Long File Names

Long File Names (LFNs) were introduced in the original Windows 95, and remain a significant compatibility issue to this day. But to understand LFNs, you have to understand how normal file names work! A good learning tool for this purpose is "DirSnoop", which can be downloaded from the 'net. This views directory entries in their raw form, and it can be fun to associate DirSnoop as a non-default right-click action for "File Folder" (Win9x-speak for "directory").

The internal structure of LFNs is more rigorously documented elsewhere on the Internet; the focus here will be on practical things that go wrong with LFNs and how to anticipate and manage these. It's also crucial not to get confused between LFNs and other Win9x file system compatibility issues, such as FAT32 or VFAT (e.g. DOS Compatibility Mode).

8.3 names

Every file system data object is pointed to by a directory entry of 32 bytes in length, which contain information about the file; name, address of the first cluster (if any), length of the file in bytes, time and date stamps, and a set of attribute bits that determine whether the file was recently backed up, should be displayed, may be written to, etc.

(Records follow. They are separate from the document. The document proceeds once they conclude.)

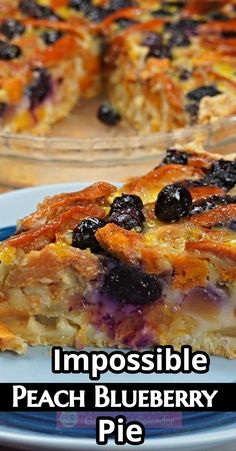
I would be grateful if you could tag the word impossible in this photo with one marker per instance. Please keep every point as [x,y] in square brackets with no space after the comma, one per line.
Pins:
[163,359]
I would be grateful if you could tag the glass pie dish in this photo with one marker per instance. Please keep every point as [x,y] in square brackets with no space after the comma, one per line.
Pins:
[82,149]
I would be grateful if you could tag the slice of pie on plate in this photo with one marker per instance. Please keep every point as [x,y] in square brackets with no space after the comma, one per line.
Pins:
[150,263]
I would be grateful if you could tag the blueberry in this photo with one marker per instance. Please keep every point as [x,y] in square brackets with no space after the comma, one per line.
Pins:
[107,114]
[154,42]
[83,235]
[9,51]
[221,173]
[115,5]
[11,28]
[228,34]
[161,13]
[125,201]
[97,13]
[174,156]
[179,38]
[125,23]
[80,5]
[40,87]
[177,4]
[198,93]
[131,286]
[193,110]
[217,15]
[188,25]
[32,9]
[3,108]
[51,36]
[173,203]
[185,75]
[128,218]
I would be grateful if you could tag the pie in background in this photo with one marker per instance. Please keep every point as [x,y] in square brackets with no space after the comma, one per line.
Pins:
[163,64]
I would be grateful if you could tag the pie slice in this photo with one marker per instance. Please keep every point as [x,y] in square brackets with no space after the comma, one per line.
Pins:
[47,65]
[150,263]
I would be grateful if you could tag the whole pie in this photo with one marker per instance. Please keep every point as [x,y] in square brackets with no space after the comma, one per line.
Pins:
[163,64]
[150,263]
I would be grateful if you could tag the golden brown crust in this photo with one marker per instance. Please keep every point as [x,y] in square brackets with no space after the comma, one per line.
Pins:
[52,293]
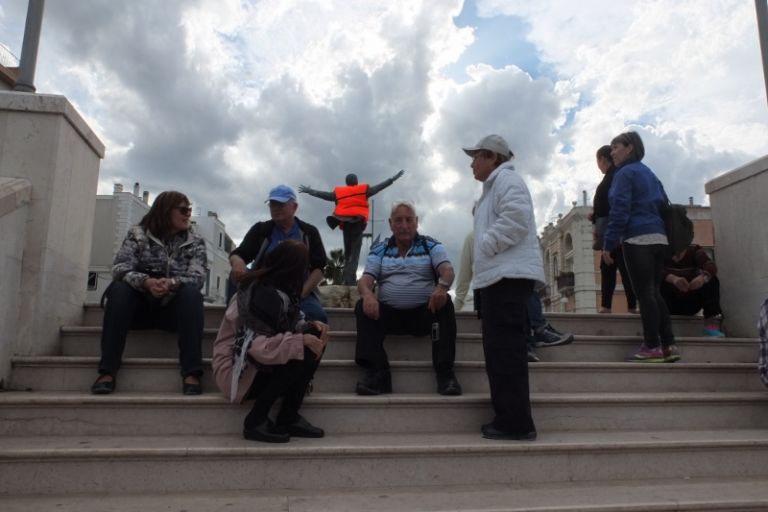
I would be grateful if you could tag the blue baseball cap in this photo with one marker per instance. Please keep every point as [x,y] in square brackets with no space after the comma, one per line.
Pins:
[281,194]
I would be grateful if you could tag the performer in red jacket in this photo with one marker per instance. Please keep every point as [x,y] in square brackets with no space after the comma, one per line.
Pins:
[351,215]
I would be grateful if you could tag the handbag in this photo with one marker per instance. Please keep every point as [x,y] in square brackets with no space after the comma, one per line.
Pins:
[678,226]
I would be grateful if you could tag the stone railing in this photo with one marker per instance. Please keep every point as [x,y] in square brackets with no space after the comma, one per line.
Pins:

But not every data object within the file system is a file - some of the attribute bits are used to signify subdirectories or volume labels. There should only be one volume label per disk volume, found in the root; however, subdirectories may abound. A subdirectory is stored like a file, except that the data clusters of this "file" are interpreted as further lists of file system objects.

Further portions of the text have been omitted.